Et ça marche. Parce que pour une partie de l’Amérique, Trump incarne la résistance. La résistance contre un monde qui change trop vite, qui devient trop libéral, trop progressiste, trop éloigné de leurs valeurs. Alors, peu importe qu’il ne soit pas un saint. Peu importe qu’il ait menti, triché, insulté. Ce qui compte, c’est qu’il est des leurs. Qu’il se bat pour eux. Qu’il leur donne une voix.

Je repense à cette phrase de Trump : « Je ne pense pas qu’il y ait quoi que ce soit que je puisse faire pour aller au paradis. » Une phrase qui, en apparence, semble humble. Presque autodérision. Sauf que, dans sa bouche, elle sonne comme une provocation. Comme s’il disait : « Regardez-moi. Je suis si puissant, si important, que même Dieu ne peut pas m’arrêter. » Et je me demande : à quel moment les croyants ont-ils accepté cette idée ? À quel moment ont-ils décidé que la fin justifiait les moyens, que le salut de l’Amérique valait bien quelques péchés ? À quel moment ont-ils oublié que la foi, c’est aussi une question de cohérence, d’intégrité, de vérité ?

Les évangéliques et le pacte faustien

L’alliance entre Trump et les évangéliques est un pacte faustien. Un marché où les croyants ferment les yeux sur les défauts du président en échange de promesses : des juges conservateurs à la Cour suprême, des lois contre l’avortement, une Amérique qui redevient « grande », « forte », « chrétienne ». Un marché où la morale est reléguée au second plan, où ce qui compte, c’est le résultat. Peu importe les moyens.

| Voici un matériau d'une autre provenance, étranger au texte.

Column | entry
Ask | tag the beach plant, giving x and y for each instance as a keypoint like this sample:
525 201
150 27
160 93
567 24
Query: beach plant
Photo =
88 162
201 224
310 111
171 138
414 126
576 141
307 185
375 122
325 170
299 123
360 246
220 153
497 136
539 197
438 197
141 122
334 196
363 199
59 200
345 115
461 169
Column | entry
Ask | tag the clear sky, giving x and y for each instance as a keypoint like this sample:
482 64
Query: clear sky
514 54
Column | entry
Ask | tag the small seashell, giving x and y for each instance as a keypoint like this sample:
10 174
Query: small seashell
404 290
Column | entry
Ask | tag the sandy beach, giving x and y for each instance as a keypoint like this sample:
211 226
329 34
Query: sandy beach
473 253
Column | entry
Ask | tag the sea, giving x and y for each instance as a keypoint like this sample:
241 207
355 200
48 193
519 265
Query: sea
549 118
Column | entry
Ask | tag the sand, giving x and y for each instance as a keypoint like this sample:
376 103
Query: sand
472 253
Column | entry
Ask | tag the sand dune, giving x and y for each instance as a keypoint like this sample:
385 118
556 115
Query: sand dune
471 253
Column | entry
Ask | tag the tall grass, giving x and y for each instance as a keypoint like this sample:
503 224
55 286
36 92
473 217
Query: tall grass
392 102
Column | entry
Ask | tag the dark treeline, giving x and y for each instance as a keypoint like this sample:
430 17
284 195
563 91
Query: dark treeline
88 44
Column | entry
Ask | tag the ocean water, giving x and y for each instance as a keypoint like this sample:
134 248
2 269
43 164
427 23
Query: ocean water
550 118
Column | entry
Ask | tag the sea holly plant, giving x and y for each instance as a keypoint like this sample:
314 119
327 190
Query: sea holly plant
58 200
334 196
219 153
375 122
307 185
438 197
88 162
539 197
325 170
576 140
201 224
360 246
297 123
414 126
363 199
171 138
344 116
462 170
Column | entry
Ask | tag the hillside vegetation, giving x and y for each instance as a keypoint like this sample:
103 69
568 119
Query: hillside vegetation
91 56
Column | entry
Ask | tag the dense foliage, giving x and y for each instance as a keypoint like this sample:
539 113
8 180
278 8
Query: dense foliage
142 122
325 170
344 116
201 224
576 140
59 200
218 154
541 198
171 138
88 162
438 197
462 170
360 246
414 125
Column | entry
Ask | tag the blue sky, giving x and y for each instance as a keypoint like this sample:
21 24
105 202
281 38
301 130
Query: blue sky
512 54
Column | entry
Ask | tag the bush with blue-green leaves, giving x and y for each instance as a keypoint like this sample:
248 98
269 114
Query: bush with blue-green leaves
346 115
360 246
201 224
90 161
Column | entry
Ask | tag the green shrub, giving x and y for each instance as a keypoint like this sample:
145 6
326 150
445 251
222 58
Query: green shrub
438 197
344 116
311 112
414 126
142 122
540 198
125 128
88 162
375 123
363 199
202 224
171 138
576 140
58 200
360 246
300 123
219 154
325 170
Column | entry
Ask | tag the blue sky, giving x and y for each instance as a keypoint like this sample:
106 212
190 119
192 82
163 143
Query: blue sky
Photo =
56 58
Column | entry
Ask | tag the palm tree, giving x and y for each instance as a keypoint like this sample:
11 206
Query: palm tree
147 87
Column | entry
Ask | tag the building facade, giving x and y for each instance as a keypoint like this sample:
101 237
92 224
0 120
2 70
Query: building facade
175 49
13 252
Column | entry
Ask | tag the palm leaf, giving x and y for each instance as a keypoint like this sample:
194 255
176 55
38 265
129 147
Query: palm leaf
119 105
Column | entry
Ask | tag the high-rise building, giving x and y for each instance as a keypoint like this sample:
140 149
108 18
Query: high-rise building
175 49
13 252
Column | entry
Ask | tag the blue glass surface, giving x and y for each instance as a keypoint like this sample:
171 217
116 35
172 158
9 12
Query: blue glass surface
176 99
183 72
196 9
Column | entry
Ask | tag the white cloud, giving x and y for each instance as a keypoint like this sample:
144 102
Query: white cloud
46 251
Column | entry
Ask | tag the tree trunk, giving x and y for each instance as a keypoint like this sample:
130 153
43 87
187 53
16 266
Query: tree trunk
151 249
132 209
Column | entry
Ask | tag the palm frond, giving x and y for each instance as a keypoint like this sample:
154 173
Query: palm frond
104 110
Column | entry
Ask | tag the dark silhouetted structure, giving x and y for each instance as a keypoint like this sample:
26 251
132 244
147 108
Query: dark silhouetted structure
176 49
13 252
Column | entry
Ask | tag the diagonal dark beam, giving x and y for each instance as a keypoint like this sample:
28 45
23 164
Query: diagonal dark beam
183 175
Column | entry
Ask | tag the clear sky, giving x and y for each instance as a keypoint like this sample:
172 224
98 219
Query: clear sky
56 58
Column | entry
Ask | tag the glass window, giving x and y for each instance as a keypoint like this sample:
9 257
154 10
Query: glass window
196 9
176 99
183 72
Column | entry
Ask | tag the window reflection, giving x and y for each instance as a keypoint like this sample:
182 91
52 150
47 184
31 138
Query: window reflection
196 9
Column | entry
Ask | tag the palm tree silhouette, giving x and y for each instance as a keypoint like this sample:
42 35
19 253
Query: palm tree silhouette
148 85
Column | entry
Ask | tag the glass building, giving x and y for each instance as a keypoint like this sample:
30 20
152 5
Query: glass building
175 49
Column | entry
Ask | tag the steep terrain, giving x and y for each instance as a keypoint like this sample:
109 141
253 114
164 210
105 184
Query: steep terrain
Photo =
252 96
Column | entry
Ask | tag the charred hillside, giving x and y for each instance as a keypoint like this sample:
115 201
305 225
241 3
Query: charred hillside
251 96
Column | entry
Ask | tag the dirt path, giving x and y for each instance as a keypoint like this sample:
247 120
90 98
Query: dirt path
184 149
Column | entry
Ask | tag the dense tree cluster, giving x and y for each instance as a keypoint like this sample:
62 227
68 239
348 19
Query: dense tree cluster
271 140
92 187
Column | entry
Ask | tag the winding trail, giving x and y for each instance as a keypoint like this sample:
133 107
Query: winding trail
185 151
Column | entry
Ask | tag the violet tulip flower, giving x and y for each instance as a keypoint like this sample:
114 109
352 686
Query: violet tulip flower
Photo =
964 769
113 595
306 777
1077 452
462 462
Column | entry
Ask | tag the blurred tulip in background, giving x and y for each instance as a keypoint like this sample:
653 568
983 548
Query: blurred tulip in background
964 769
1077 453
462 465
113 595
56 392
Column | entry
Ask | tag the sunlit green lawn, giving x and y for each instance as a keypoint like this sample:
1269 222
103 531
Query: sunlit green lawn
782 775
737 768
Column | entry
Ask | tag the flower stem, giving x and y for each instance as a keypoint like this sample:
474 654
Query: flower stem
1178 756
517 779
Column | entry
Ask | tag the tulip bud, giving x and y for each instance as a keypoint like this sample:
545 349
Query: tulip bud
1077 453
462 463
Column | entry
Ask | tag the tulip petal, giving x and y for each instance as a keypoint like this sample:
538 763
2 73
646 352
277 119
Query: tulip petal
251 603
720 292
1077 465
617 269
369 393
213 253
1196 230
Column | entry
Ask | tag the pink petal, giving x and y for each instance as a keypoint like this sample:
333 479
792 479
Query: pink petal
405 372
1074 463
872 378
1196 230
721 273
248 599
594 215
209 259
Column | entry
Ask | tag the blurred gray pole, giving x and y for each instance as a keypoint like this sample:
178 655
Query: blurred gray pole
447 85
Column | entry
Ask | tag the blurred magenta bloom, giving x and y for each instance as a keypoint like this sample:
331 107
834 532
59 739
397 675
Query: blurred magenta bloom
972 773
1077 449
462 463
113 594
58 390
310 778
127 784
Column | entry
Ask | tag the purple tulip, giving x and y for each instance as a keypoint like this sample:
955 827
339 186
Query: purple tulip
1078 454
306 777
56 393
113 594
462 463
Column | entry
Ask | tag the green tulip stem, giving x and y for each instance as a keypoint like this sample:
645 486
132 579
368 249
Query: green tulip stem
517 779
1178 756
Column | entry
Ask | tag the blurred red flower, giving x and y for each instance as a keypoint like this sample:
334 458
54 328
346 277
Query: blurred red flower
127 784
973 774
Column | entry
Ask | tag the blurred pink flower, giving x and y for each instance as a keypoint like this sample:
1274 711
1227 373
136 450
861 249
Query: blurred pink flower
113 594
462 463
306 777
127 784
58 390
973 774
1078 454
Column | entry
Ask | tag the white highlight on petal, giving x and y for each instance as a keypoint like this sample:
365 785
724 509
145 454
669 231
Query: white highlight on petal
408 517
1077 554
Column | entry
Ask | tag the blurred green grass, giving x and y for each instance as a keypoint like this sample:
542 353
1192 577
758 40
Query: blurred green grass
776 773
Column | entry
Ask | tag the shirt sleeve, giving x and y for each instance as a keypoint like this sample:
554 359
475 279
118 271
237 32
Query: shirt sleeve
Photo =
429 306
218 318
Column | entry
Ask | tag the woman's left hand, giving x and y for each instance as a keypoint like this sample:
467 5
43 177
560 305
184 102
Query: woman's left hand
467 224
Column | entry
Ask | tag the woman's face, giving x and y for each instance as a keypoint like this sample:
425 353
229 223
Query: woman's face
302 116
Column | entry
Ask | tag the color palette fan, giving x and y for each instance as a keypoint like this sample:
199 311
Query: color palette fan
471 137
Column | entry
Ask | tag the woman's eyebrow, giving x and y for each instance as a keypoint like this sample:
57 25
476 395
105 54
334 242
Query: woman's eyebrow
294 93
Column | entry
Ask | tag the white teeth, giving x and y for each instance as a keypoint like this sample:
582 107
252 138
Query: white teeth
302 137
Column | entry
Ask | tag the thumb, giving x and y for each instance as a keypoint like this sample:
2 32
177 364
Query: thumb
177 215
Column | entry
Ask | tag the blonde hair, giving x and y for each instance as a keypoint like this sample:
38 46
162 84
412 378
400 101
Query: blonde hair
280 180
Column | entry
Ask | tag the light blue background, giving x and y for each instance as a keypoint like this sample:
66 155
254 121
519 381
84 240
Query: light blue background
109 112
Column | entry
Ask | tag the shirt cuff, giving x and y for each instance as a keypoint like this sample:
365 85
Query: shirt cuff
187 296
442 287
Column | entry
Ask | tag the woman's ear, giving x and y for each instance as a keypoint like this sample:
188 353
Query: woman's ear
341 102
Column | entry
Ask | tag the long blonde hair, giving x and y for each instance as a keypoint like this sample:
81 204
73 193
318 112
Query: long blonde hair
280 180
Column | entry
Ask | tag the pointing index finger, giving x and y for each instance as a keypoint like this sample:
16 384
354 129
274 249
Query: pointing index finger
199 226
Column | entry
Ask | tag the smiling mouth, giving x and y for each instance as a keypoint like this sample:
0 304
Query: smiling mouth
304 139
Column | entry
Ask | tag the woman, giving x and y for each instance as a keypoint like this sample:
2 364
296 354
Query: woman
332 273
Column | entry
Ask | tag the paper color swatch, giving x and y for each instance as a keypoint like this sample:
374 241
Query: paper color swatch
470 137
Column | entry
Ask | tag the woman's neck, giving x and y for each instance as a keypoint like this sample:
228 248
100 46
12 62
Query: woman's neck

Et Trump le sait. Il sait que, tant qu’il leur donnera ce qu’ils veulent, ils lui pardonneront tout. Ses mensonges. Ses insultes. Ses affaires. Ses scandales. Parce que pour eux, il est plus qu’un président. Il est un sauveur. Un guerrier. Un homme envoyé par Dieu pour les protéger d’un monde qui leur semble de plus en plus hostile.